In XWorld2D, a virtual agent learns language and vision abilities. The agent sees environment images, listens to a virtual teacher, and takes actions to receive rewards. It should interactively learn the teacher’s language from scratch based on two language use cases: sentence-directed navigation and question answering. It should learn simultaneously the visual representations of the world, the language, and the action control.
- Python name:
xworld
- C++ constructor name:
XWorldSimulator
- Name for the unified C++ simulator interface:
xworld
Name | Description |
---|---|
pause_screen |
Pause the screen when show_screen() is called, until any key is pressed. (Default: false) |
xwd_conf_path |
The JSON file for configuring XWorld2D. (Default: "") |
curriculum |
A scalar flag reserved for the purpose of curriculum learning; the user can decide what to do with it. |
task_mode |
This flag has two possible values (Default: "lang_acquisition") 1. "lang_acquisition": replicate the environment used in Yu et al. ICLR 2018 (used with conf file <xworld_path>/games/xworld/confs/navigation.json and dictionary <xworld_path>/games/xworld/dicts/nav_2d.txt ); 2. "interactive": replicate the environment used in Zhang et al. ACL 2018 (used with conf file <xworld_path>/games/xworld/confs/dialog.json and dictionary <xworld_path>/games/xworld/dicts/dialog.txt ) |
context |
How many consecutive frames are used to represent the current sensor input. (Default: 1) |
visible_radius |
The visible radius of the agent. For a visible radius of N>1, the agent sees an NxN area in front of it. If a visible radius of 0, the whole environment map will be the training input image. (Default: 0) |
color |
Whether use color (1) or grayscale (0) images for training. (Default: 1) |
You can customize XWorld2D tasks in a flexible way. To define a new task, you need to follow three steps:
- Write a Python class that defines the environment map
- This class must be defined in a file (the class and file have the same name) and put in
<xworld_path>/games/xworld/maps/
The class has to inherit from the base class XWorldEnv
(defined in xworld_env.py
) and overwrite the member function _configure
to specify how the map is configured. For an example, please take a look at XWorldNav.py
.
- Write a Python class that defines the task
- This class must be defined in a file (the class and file have the same name) and put in
<xworld_path>/games/xworld/tasks/
The class has to inherit from the base class XWorldTask
(defined in xworld_task.py
). For an example, please take a look at XWorldNavTarget.py
.
- Write a JSON conf file. This file specifies three aspects of the world:
item_path
: where the icon images are stored. Change this variable if you have new icons stored in other places.map
: the name of the Python class that defines the map. It should be one of the Python defined maps.task_groups
: how the teacher assigns multiple tasks to the agent. Each task should be one of the Python defined tasks.

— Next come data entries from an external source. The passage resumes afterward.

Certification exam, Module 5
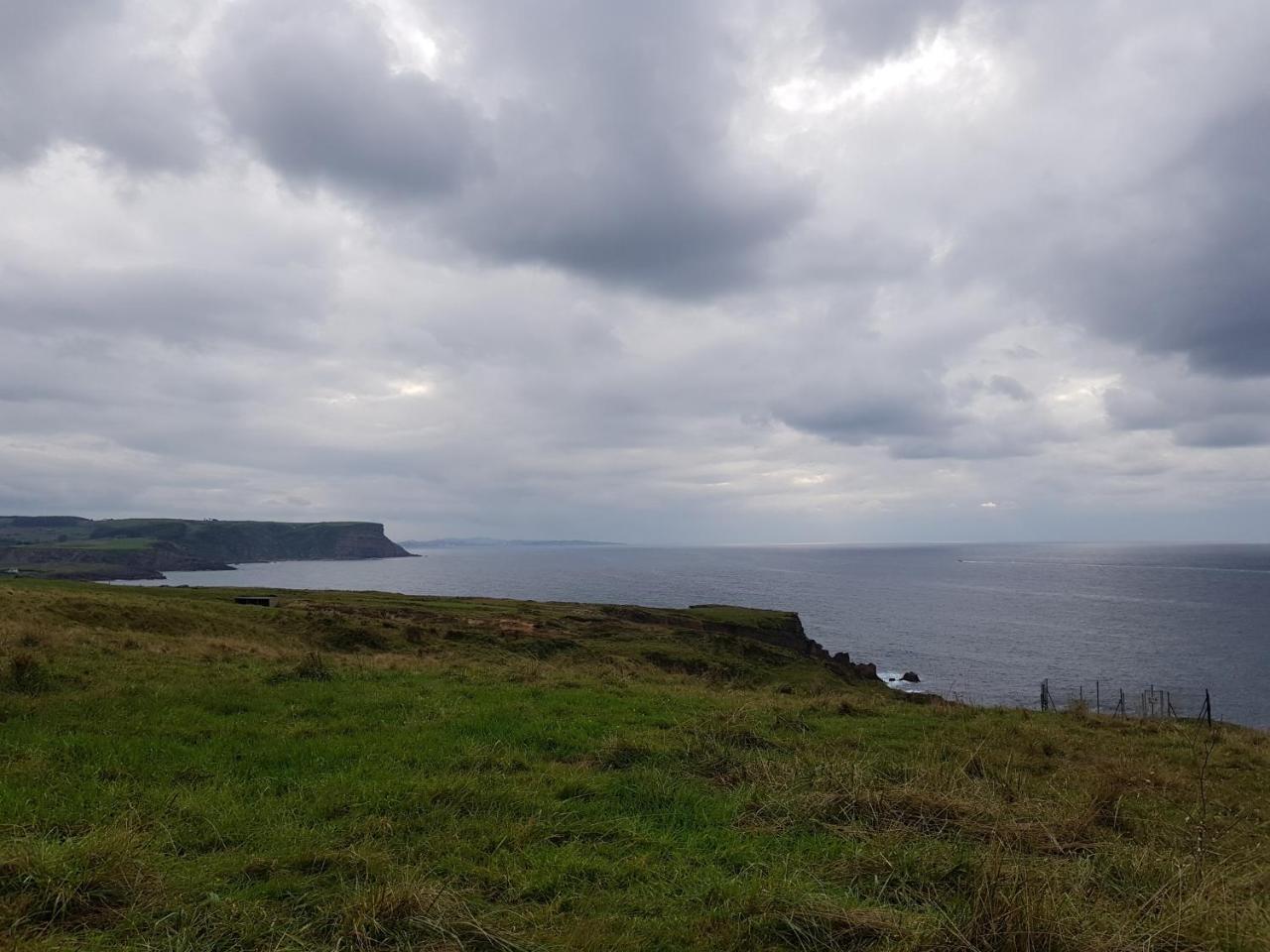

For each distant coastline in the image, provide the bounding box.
[401,536,626,548]
[0,516,410,581]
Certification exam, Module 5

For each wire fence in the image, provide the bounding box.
[1040,678,1212,724]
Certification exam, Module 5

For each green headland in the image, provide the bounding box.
[0,516,410,581]
[0,586,1270,952]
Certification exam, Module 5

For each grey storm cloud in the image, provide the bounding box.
[0,0,1270,540]
[208,0,480,200]
[0,0,204,172]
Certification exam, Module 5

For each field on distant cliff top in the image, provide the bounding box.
[0,580,1270,952]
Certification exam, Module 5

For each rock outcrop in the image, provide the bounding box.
[0,517,410,579]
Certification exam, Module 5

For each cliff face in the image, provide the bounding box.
[0,517,410,579]
[91,520,410,562]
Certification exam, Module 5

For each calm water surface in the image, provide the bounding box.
[119,544,1270,727]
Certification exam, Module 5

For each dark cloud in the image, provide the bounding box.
[988,373,1035,403]
[0,0,1270,542]
[208,0,482,202]
[434,0,811,295]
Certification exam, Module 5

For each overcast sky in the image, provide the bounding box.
[0,0,1270,543]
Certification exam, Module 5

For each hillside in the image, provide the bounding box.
[0,579,1270,952]
[0,516,410,580]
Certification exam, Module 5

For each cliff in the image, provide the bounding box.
[0,516,410,579]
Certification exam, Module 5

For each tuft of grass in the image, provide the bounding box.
[0,828,156,934]
[4,654,52,694]
[268,652,335,684]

For an example, please take a look at <xworld_path>/confs/walls.json
.
Each object in XWorld2D is just an image icon. You can download new image icons and put them in <xworld_path>/games/xworld/images
. By default, the new objects will be randomly sampled, together with the existing objects, when initializing environment maps. You can also specify the object image path in your Python class that defines the environment map.

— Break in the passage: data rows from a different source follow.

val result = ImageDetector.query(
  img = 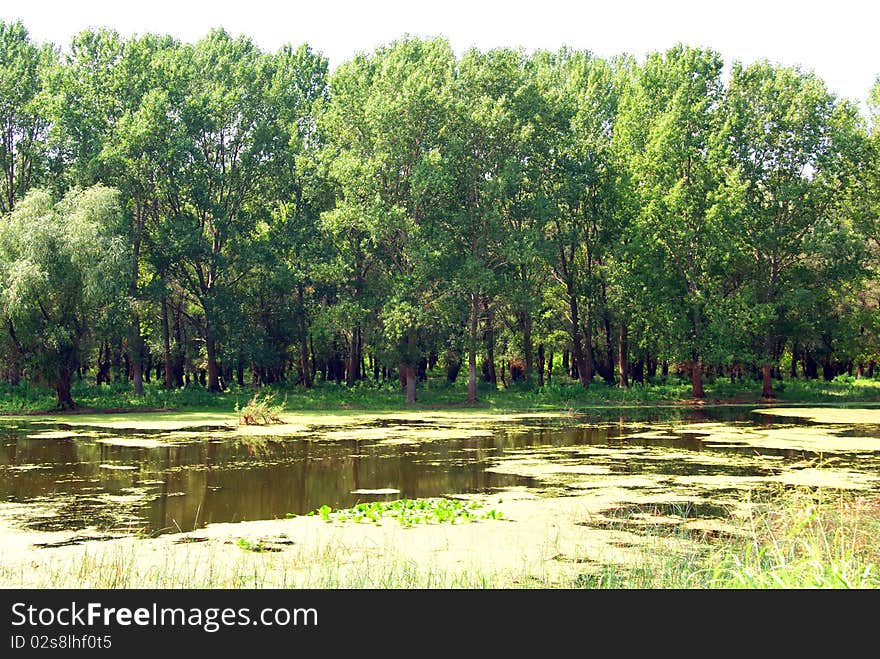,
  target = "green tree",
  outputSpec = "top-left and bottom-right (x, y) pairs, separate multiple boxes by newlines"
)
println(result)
(0, 21), (55, 214)
(0, 186), (129, 409)
(323, 39), (454, 403)
(721, 62), (860, 398)
(618, 46), (730, 398)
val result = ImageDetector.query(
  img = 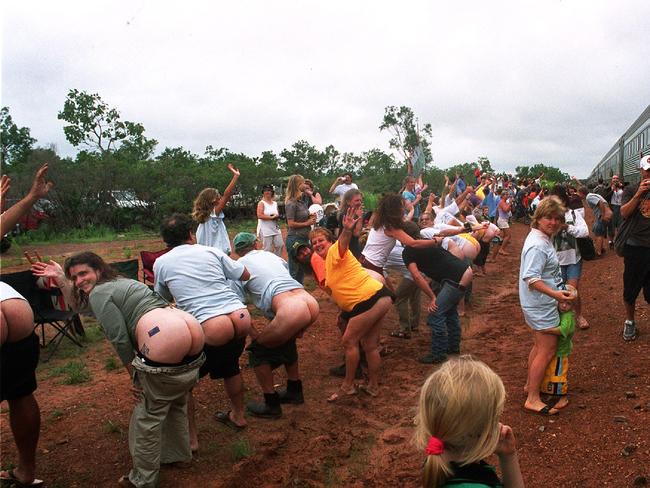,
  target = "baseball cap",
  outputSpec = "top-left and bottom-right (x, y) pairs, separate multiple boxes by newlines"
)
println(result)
(289, 241), (310, 259)
(232, 232), (257, 251)
(639, 155), (650, 171)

As a Python interface embedded in C++, the teacher can dynamically change the environment at every time step, potentially according to the agent's performance and/or behaviors, which is important if you want to implement curriculum learning.
The teacher's sentences can be generated by a context-free grammar (<xworld_path>/python/context_free_grammar.py
) at each time step of each task. You can define the grammar in an easy way and decide when to generate what sentence in a task.